Bug 475024

Summary: duplicate label message in install with hardware defined software RAID
Product: [Fedora] Fedora Reporter: Ray Todd Stevens <raytodd>
Component: anacondaAssignee: Hans de Goede <hdegoede>
Status: CLOSED DUPLICATE QA Contact: Fedora Extras Quality Assurance <extras-qa>
Severity: high Docs Contact:
Priority: low    
Version: 10CC: bloch, bobgus, hdegoede, raina
Target Milestone: ---   
Target Release: ---   
Hardware: All   
OS: Linux   
Whiteboard:
Fixed In Version: Doc Type: Bug Fix
Doc Text:
Story Points: ---
Clone Of: Environment:
Last Closed: 2009-02-13 08:10:08 UTC Type: ---
Regression: --- Mount Type: ---
Documentation: --- CRM:
Verified Versions: Category: ---
oVirt Team: --- RHEL 7.3 requirements from Atomic Host:
Cloudforms Team: --- Target Upstream Version:
Embargoed:
Attachments:
Description Flags
anoconda log from run
none
yum log
none
the syslog from the failed run none

Description Ray Todd Stevens 2008-12-06 19:53:26 UTC
We are running a server with hardware RAID.   I am assuming this is where the problem is.   When we try to run an install we get a message right after selecting upgrade instead in install that there are duplicate labels.

It then explains that this means that multiple pieces of hardware have the same label and that it can not continue.

I think this may be that in some manner it is seeing each disk of the raid 1 hardware array, Symbollogic I believe, as separate.   I can't get the system to upgrade because of this.

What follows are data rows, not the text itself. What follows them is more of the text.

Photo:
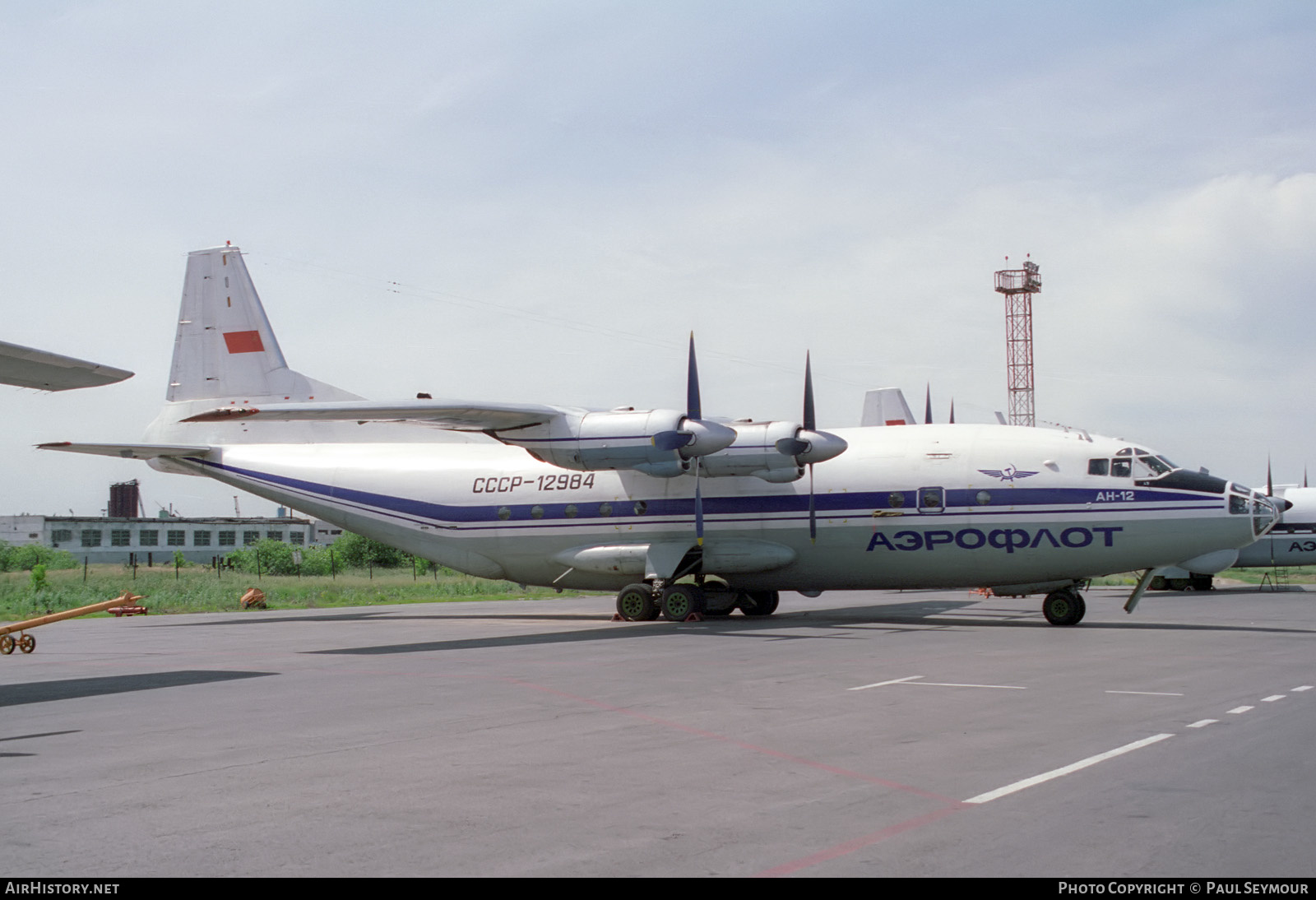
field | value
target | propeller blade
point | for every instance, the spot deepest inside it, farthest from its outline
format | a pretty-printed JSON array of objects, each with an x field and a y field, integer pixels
[
  {"x": 809, "y": 423},
  {"x": 693, "y": 407},
  {"x": 699, "y": 508},
  {"x": 813, "y": 522}
]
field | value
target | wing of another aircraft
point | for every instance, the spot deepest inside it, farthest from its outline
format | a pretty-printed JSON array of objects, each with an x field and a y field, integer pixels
[
  {"x": 50, "y": 371},
  {"x": 460, "y": 415},
  {"x": 128, "y": 450}
]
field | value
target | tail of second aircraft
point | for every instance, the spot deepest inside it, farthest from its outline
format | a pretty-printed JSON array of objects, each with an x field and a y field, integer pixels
[{"x": 227, "y": 355}]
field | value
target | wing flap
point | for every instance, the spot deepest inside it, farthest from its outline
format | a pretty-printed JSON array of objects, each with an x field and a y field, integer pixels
[
  {"x": 449, "y": 414},
  {"x": 128, "y": 450}
]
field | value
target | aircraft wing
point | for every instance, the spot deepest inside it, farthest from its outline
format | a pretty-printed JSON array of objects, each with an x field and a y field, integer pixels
[
  {"x": 128, "y": 450},
  {"x": 458, "y": 415},
  {"x": 49, "y": 371}
]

Comment 1 Ray Todd Stevens 2008-12-08 19:50:24 UTC
By the way this is the same server that I also reported bug 446845.

Comment 2 Chris Lumens 2008-12-08 21:49:30 UTC
Yes, it sounds to me like we are seeing your two hard drives as separate drives with separate filesystems, instead of all together as one RAID device.  Can you attach /tmp/aanconda.log and /tmp/syslog to this bug report?

Comment 3 Ray Todd Stevens 2008-12-08 22:32:42 UTC
I would assume that you are quite correct, although I will say that this machine was generated under 8 and upgraded to 9 with no problems.   So something somewhere has changed.

Exactly where would I find these files.  The system never mounted any volumes that I can find, so exactly what do I need to do here?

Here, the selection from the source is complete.